O agravamento dos conflitos no Oriente Médio e a instabilidade nas principais rotas marítimas globais já começam a impactar diretamente a indústria da moda no Brasil. E o efeito deve chegar ao consumidor nos próximos meses, com pressão sobre preços e mudanças no processo produtivo das peças. Diante da alta do petróleo Brent e do encarecimento do frete internacional, marcas nacionais enfrentam um dilema crescente: reduzir custos com a substituição de matérias-primas ou preservar o padrão dos produtos, mesmo com margens mais apertadas.

A dependência de insumos sintéticos importados, como poliéster e viscose, coloca o setor em uma posição vulnerável. Produzidas a partir de derivados de petróleo e com cadeias concentradas na Ásia, essas fibras já sofrem impacto direto da crise logística global. O desvio de rotas comerciais, especialmente na região do Mar Vermelho, tem elevado o tempo de transporte em até 20 dias e pressionado o custo dos contêineres, forçando uma revisão generalizada nos planejamentos de produção.

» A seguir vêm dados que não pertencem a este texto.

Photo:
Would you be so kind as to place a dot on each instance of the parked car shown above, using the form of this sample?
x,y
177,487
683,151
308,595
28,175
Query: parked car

Na contramão de parte do mercado, que começa a adaptar coleções para mitigar custos, a paranaense AKR Brands, holding das marcas King&Joe, King&Joe Play e K&J Black, decidiu antecipar a compra de insumos estratégicos e manter intacto o padrão técnico de suas coleções. A empresa projeta faturar R$ 140 milhões em 2026 e já opera com grande parte dos tecidos da coleção de verão 2027 estocados, em um movimento para blindar a produção dos efeitos da instabilidade global.

“O mercado nacional ainda não está totalmente preparado para substituir o produto importado sem perda de performance. Tecidos como viscose e poliéster tecnológicos têm funções específicas de caimento, conforto e durabilidade. Trocar esses insumos por alternativas mais baratas pode comprometer diretamente a experiência do consumidor e o posicionamento da marca”, afirma Fabiano Grassi, diretor de estilo da AKR Brands, com mais de 20 anos de experiência no setor.

Segundo o executivo, a decisão de antecipar compras foi estratégica para evitar rupturas e garantir previsibilidade ao varejo. “Hoje, praticamente todo o tecido da nossa coleção de verão 2027 já está em casa. Também estamos operando com reserva para os lançamentos dos próximos meses. O impacto do frete e do petróleo é inevitável e tende a chegar ao preço final, mas nossa prioridade é manter a alta qualidade pela qual nossas marcas sempre foram conhecidas”, diz.

O movimento da AKR reflete uma mudança mais ampla na indústria: a crise geopolítica está acelerando a adoção de estratégias mais sofisticadas de planejamento de demanda, gestão de estoque e inteligência logística. Em um cenário de volatilidade cambial e pressão inflacionária, empresas que conseguem antecipar decisões tendem a preservar competitividade, enquanto outras correm o risco de perder margem ou relevância de produto.

Para o consumidor, o efeito já tem direção clara: roupas potencialmente mais caras ou com mudanças perceptíveis na qualidade ao longo dos próximos ciclos de coleção. Nos bastidores, a disputa da indústria agora não é apenas por preço, mas por consistência, e por quem consegue sustentar valor mesmo em um cenário global cada vez mais instável.